Ayudándola a saltar la baranda, caminaron
un poco por el desmonte hasta llegar al borde del barranco, se sentaron y
tuvieron alucinaciones acerca al suicidio.
Emprendieron el retorno. Estaban
saltando la baranda cuando un faro poderoso los cegó. Se escuchó el ruido de
las portezuelas de un carro que se abrían y se cerraban con violencia y pronto
dos policías estuvieron frente a ellos.
Los policías los empezaron a
interrogar porque pensaba que estaban haciendo actos indebidos, además
prohibido saltar la baranda y, mucho más, estar con una negra es esas horas.
Decidieron subirlos al carro y llevarlos a la comisaría.

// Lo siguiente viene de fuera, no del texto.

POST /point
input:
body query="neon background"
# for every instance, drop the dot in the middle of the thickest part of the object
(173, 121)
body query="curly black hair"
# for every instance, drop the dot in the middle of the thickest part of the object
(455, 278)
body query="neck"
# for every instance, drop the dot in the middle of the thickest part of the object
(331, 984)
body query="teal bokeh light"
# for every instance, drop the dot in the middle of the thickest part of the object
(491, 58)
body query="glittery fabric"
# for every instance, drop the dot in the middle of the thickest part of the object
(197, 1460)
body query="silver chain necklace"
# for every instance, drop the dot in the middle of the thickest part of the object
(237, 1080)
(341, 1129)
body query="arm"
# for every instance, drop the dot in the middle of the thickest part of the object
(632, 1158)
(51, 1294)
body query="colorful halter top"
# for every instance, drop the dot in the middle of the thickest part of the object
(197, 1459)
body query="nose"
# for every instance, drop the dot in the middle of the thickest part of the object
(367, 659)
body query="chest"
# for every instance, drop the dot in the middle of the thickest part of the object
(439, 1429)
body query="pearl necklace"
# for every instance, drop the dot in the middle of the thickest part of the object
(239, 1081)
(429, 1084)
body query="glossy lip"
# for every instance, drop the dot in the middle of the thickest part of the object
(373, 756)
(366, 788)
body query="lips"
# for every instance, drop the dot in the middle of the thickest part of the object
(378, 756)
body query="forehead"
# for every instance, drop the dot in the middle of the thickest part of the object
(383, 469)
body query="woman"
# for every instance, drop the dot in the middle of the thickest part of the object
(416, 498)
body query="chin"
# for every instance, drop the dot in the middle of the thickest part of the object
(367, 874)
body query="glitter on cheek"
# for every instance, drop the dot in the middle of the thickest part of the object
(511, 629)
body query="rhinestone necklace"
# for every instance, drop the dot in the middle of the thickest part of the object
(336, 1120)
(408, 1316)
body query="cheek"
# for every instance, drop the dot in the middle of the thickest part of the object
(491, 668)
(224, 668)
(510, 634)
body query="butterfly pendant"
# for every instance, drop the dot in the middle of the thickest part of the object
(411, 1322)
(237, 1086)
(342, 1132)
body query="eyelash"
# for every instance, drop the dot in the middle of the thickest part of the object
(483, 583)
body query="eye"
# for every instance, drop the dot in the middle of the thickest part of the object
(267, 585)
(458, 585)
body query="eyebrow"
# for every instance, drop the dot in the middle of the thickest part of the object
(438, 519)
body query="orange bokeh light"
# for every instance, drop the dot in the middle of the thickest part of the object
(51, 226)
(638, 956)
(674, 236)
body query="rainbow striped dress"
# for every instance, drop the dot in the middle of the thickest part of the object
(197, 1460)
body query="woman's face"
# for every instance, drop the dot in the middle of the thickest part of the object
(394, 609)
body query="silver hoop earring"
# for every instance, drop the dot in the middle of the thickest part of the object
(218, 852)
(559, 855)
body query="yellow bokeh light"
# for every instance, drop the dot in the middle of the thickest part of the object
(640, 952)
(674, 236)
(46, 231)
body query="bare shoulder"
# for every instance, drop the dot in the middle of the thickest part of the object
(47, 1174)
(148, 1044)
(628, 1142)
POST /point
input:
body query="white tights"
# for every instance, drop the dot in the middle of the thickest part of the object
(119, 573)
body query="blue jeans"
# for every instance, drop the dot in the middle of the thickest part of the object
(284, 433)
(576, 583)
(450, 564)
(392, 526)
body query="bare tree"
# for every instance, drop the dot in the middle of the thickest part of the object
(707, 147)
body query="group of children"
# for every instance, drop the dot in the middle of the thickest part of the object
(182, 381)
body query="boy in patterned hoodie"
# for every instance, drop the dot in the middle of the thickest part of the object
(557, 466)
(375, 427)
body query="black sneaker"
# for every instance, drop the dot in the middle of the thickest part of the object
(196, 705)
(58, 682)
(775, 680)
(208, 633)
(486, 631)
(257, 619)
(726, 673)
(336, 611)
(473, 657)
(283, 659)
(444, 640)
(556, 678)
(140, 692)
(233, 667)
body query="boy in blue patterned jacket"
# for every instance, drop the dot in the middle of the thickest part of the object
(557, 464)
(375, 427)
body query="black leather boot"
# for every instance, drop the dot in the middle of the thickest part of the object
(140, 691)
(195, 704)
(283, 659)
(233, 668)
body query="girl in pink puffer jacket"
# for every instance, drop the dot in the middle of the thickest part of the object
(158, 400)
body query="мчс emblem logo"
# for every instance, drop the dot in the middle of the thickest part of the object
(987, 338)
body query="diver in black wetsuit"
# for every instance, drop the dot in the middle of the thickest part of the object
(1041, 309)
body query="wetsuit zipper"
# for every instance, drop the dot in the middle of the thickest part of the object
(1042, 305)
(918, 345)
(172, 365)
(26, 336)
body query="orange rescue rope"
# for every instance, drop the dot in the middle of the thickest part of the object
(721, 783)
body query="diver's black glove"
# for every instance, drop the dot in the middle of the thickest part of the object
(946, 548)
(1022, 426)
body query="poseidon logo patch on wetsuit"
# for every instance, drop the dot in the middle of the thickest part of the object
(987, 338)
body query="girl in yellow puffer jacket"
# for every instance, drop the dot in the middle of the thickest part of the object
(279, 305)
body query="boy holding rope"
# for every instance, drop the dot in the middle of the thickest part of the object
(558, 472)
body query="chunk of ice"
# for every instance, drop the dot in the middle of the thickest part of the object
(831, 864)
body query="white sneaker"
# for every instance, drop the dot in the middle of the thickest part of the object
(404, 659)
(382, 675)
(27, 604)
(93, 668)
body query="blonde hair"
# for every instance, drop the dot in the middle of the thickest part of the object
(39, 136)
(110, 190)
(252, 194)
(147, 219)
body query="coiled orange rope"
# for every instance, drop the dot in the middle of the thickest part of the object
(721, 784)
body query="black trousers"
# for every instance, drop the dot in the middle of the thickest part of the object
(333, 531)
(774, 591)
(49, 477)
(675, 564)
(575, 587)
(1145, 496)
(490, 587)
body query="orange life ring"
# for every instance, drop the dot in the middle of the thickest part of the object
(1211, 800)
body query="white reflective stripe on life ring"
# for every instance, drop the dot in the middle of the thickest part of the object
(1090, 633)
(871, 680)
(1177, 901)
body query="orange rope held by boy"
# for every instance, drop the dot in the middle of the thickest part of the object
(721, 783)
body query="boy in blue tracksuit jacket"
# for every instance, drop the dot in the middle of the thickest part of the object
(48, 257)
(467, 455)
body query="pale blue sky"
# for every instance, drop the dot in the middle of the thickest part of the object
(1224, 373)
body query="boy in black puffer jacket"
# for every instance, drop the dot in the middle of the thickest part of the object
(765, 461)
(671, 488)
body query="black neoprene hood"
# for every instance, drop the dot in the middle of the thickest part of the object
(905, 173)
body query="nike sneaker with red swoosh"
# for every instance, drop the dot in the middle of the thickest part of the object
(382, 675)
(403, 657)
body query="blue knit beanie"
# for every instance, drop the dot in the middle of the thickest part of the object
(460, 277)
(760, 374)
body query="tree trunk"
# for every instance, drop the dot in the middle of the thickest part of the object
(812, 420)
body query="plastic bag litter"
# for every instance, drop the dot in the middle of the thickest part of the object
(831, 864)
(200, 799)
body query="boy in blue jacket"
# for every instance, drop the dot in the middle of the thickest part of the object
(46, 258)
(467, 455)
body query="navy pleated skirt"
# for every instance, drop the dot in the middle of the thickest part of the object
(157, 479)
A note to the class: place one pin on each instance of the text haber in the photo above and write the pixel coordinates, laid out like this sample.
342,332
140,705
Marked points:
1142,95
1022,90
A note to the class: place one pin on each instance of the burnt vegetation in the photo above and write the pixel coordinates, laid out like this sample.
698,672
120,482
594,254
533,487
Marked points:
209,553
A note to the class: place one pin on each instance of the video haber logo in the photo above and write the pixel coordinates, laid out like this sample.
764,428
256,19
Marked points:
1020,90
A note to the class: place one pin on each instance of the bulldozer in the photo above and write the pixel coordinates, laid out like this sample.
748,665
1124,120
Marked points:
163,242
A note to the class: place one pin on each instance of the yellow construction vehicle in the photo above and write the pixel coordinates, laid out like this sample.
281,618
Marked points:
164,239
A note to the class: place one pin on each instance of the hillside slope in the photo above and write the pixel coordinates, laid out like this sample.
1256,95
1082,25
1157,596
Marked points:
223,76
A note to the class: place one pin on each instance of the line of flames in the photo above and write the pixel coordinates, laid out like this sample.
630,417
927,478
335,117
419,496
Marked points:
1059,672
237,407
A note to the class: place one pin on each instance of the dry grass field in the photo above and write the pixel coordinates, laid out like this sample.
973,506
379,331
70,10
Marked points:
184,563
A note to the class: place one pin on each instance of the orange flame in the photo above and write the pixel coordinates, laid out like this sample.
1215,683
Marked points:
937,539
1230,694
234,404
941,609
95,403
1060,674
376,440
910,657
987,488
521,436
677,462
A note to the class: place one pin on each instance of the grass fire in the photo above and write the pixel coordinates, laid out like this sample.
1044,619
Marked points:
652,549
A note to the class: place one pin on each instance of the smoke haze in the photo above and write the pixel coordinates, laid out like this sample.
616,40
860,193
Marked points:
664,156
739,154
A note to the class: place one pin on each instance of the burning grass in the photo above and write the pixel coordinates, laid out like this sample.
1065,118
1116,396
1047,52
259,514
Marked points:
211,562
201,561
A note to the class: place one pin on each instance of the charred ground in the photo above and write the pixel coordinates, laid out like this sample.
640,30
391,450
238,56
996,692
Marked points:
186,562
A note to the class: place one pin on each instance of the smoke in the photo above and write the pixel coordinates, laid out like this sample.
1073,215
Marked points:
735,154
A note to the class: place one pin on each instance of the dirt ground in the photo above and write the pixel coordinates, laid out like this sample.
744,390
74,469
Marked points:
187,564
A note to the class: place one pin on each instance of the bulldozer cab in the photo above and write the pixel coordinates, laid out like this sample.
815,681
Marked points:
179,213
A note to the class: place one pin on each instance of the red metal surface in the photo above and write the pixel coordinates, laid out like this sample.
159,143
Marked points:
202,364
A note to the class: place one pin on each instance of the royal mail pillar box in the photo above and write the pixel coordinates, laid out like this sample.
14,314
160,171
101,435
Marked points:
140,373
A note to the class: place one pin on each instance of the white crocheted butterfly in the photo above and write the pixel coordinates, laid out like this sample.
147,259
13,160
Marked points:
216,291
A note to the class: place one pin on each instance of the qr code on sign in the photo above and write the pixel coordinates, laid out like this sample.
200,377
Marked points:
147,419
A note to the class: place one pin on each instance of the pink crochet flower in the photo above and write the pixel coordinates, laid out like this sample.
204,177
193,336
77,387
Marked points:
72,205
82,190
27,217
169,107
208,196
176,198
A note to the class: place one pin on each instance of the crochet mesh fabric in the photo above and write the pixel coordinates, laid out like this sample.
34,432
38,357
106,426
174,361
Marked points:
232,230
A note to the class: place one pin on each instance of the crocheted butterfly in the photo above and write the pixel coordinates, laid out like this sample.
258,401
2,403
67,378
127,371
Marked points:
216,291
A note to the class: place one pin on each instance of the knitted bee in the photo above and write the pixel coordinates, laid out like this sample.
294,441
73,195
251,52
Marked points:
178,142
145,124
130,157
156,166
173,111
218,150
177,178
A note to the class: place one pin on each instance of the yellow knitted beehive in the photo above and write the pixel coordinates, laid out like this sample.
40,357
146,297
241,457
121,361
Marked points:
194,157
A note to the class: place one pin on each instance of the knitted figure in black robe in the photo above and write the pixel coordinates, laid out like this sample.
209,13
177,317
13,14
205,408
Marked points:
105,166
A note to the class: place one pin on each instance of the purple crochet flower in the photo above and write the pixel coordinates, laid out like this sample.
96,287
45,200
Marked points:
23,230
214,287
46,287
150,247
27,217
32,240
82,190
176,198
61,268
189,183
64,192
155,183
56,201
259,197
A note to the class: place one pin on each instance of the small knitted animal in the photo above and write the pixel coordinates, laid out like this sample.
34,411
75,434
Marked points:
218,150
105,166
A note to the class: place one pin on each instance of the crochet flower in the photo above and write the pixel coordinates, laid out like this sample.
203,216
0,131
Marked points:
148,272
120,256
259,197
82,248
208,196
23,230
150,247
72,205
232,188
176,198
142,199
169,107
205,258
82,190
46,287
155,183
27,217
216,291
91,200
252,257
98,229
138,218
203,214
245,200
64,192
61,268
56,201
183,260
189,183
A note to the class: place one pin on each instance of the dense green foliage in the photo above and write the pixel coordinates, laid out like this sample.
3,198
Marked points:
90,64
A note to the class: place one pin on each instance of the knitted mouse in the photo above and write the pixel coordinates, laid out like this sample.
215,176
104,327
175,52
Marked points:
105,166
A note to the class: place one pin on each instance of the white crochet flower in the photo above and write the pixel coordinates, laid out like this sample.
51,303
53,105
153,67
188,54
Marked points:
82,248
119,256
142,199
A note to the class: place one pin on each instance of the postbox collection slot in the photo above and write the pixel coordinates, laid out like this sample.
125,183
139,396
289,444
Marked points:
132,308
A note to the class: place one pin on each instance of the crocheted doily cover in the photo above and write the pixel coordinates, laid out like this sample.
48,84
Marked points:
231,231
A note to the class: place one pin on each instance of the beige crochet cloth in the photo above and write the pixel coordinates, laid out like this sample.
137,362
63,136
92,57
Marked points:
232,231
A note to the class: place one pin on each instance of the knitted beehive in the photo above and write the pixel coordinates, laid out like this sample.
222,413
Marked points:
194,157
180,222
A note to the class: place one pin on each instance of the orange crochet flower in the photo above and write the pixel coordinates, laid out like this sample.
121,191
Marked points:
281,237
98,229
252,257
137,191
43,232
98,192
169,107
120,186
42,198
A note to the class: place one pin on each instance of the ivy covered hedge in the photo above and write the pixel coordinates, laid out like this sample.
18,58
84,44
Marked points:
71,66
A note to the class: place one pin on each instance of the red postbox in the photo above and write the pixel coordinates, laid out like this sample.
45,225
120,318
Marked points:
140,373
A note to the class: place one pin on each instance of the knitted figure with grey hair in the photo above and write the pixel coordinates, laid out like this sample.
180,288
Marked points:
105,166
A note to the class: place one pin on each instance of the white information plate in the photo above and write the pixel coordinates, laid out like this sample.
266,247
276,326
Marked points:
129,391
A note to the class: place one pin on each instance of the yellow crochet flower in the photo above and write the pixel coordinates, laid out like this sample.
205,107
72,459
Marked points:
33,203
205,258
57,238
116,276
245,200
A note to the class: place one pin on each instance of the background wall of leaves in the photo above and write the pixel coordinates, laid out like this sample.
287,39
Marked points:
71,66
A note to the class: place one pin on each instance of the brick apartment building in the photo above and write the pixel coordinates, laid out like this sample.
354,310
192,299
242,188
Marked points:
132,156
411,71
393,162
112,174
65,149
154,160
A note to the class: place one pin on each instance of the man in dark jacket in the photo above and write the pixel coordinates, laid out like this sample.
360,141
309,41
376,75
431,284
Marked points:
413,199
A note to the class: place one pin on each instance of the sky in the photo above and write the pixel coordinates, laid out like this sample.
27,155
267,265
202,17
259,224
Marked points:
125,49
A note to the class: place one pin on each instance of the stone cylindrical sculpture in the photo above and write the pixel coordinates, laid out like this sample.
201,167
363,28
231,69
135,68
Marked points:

Llegaron y el oficial de guardia se
encontraba jugando ajedrez con su amigo. Levantándose, dio una vuelta alrededor
de Alfredo y de la negra, mirándolos de pies a cabeza. Empezó a interrogarlos
de manera discriminatoria debido a que
era una mujer negra la que se encontraba en dicha situación. Alfredo no
aceptaba que el andar con una negra a esas horas de la noche fuese algo malo,
así que decidió decir que la negra era
su novia. El oficial, al oír esto, se echó a reír. El oficial decidió dejarlos
ir pero con la condición que los policías los llevaran al parque Salazar para
que siga paseándose con su novia, la negra.
Llegando al parque, se bajaron antes
para poder separarse de lo policías. Alfredo y la negra descendieron. Bordeando
siempre el malecón, comenzaron a aproximarse al parque. La negra lo había
cogido tímidamente del brazo y caminaba a su lado.
Vio las primeras caras de las lindas
muchachas miraflorinas, las chompas elegantes de los apuestos muchachos, los
carros de las tías, los autobuses que descargaban pandillas de juventud, todo
ese mundo despreocupado, bullanguero, triunfante, irresponsable y despótico
calificador. Y como si se internara en un mar embravecido, todo su coraje se
desvaneció de un golpe. Le dijo que se le habían acabado los cigarrillos, que
iba a la esquina y volvía.
Antes de que la negra respondiera,
salió de la vereda, cruzo entre dos automóviles y huyó rápido y encogido, como
si desde atrás lo amenazara una lluvia de piedras. A los cien pasos se detuvo
en seco y volvió la mirada. Desde allí vio que la negra, sin haberlo esperado,
se alejaba cabizbaja, acariciando con su mano el borde áspero del parapeto.